Bo Dollis Jr. & the Wild Magnolias, New Kind of Funk (One More Time)

Bo Dollis Jr. and the Wild Magnolias, New Kind of Funk, album cover

Sounds more like the old kind of funk, but that’s nothing to gripe too hard about. The first Wild Magnolias CD with Bo Dollis Jr. as the leader (and Bo Dollis Sr. still doing some of the vocals) is about passing the torch, not clearing the decks.
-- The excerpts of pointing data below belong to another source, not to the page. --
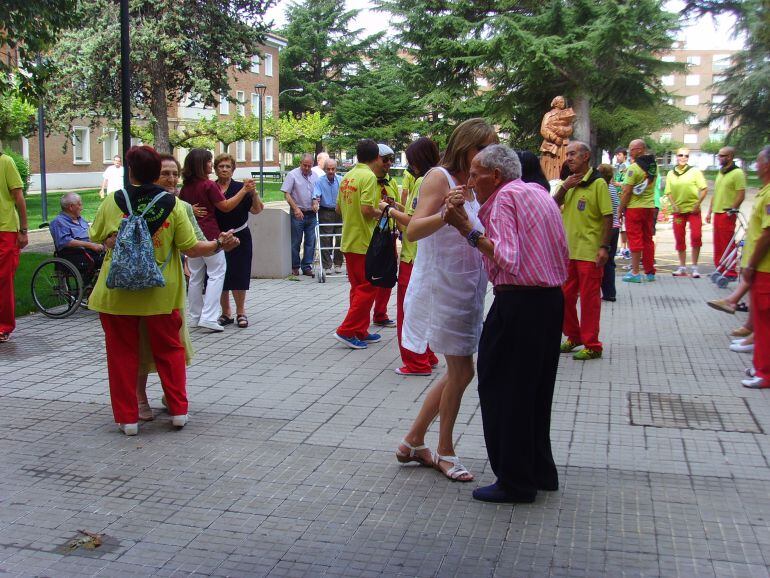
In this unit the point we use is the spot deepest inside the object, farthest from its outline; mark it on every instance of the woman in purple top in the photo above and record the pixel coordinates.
(198, 189)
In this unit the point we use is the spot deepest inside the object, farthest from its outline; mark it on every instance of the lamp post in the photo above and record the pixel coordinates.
(260, 90)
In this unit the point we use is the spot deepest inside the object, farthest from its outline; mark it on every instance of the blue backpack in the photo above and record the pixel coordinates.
(133, 265)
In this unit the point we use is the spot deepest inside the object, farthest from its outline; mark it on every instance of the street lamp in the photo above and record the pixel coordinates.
(260, 90)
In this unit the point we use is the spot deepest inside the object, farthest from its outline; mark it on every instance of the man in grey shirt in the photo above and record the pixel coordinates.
(298, 190)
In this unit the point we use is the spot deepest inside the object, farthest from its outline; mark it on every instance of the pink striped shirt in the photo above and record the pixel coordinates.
(524, 223)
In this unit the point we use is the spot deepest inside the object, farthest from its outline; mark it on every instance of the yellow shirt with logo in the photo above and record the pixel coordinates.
(9, 179)
(725, 188)
(358, 188)
(759, 222)
(684, 188)
(634, 176)
(409, 248)
(584, 211)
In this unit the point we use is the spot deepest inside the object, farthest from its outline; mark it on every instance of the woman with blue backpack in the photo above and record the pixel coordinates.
(141, 279)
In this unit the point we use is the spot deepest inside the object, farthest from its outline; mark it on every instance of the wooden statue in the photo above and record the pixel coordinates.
(556, 129)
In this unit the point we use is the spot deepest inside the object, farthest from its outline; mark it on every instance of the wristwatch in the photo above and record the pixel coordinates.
(473, 237)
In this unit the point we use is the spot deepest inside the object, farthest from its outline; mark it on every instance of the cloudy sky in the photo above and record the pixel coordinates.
(703, 34)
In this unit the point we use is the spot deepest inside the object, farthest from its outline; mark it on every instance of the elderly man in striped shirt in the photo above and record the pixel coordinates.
(524, 250)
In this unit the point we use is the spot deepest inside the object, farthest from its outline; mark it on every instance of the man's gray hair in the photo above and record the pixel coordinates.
(502, 158)
(68, 199)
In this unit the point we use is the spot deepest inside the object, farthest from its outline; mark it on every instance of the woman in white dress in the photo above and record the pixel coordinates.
(444, 303)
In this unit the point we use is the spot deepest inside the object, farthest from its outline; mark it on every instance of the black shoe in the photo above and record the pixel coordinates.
(496, 494)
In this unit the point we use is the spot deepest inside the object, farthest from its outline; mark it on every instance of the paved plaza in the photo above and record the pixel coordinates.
(287, 466)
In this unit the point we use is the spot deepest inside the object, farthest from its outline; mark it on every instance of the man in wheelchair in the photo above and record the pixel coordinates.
(70, 238)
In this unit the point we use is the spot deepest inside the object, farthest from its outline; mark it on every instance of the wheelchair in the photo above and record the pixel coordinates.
(64, 282)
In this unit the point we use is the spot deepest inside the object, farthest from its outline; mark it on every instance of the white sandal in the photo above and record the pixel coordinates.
(456, 472)
(412, 455)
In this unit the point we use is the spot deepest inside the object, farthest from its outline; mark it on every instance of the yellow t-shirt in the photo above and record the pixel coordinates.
(357, 189)
(759, 221)
(176, 232)
(634, 176)
(9, 179)
(725, 188)
(684, 188)
(585, 207)
(409, 248)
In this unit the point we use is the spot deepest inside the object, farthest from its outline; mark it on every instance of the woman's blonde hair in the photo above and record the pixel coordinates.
(224, 157)
(470, 134)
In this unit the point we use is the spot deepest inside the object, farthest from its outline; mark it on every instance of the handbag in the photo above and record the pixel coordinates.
(381, 264)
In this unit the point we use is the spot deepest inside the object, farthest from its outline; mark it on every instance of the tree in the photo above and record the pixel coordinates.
(322, 53)
(378, 105)
(179, 48)
(29, 29)
(746, 82)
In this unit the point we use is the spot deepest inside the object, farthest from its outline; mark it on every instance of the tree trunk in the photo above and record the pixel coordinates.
(159, 109)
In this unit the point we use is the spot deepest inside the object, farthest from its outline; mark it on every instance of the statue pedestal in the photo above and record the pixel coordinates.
(271, 240)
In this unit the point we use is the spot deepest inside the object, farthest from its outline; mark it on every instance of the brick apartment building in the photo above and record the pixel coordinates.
(694, 92)
(91, 151)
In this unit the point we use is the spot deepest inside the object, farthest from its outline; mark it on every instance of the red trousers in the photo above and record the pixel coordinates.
(680, 229)
(362, 297)
(414, 362)
(121, 333)
(760, 315)
(584, 279)
(724, 229)
(9, 262)
(639, 226)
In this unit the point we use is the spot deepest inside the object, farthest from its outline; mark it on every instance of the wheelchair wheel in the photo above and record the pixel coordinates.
(57, 288)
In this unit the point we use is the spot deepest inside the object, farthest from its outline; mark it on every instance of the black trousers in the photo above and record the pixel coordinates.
(517, 363)
(608, 280)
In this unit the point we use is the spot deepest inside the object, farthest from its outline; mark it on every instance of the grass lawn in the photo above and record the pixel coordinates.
(91, 203)
(21, 282)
Sure, there are times when the formula gets tweaked a bit: The metallized “Firewater” isn’t your father’s Wild Magnolias, or even Dollis’ father’s. A popping funk bass turns up on “Tootie Ma” (yes, the one Tom Waits did at Preservation Hall), and there’s a rap break here and there. But for the most part, the album stays in line with the funk/Indian fusions that the original Magnolias dreamed up with producer/arranger Willie Tee in the ’70s. Bo Jr.’s voice is tough and forceful throughout, and there are notable guest turns from Cyril Neville, Tommy Malone and Mike Zito. What the group lacks is its own Willie Tee, someone who can help them come up with new additions to the Indian repertoire. While the performances are fiery, nearly everything here is already familiar—either from the Magnolias themselves (“Firewater,” “Hell out the Way”), lots of other people (Toussaint’s “Everything I Do Gonna Be Funky,” Professor Longhair’s “Hey Now Baby”) or both (“Liza Jane”). Even the freshest sounding numbers are remakes of deep cuts from the old albums.

Those include the title song, whose title’s been updated from “New Kind of Groove,” but the groove remains the same—as does the boast of, “Hey everybody lend me your ears, we got something that be good for the next thousand years.” Since the original was only 35 years ago, the expiration date’s still a long way off.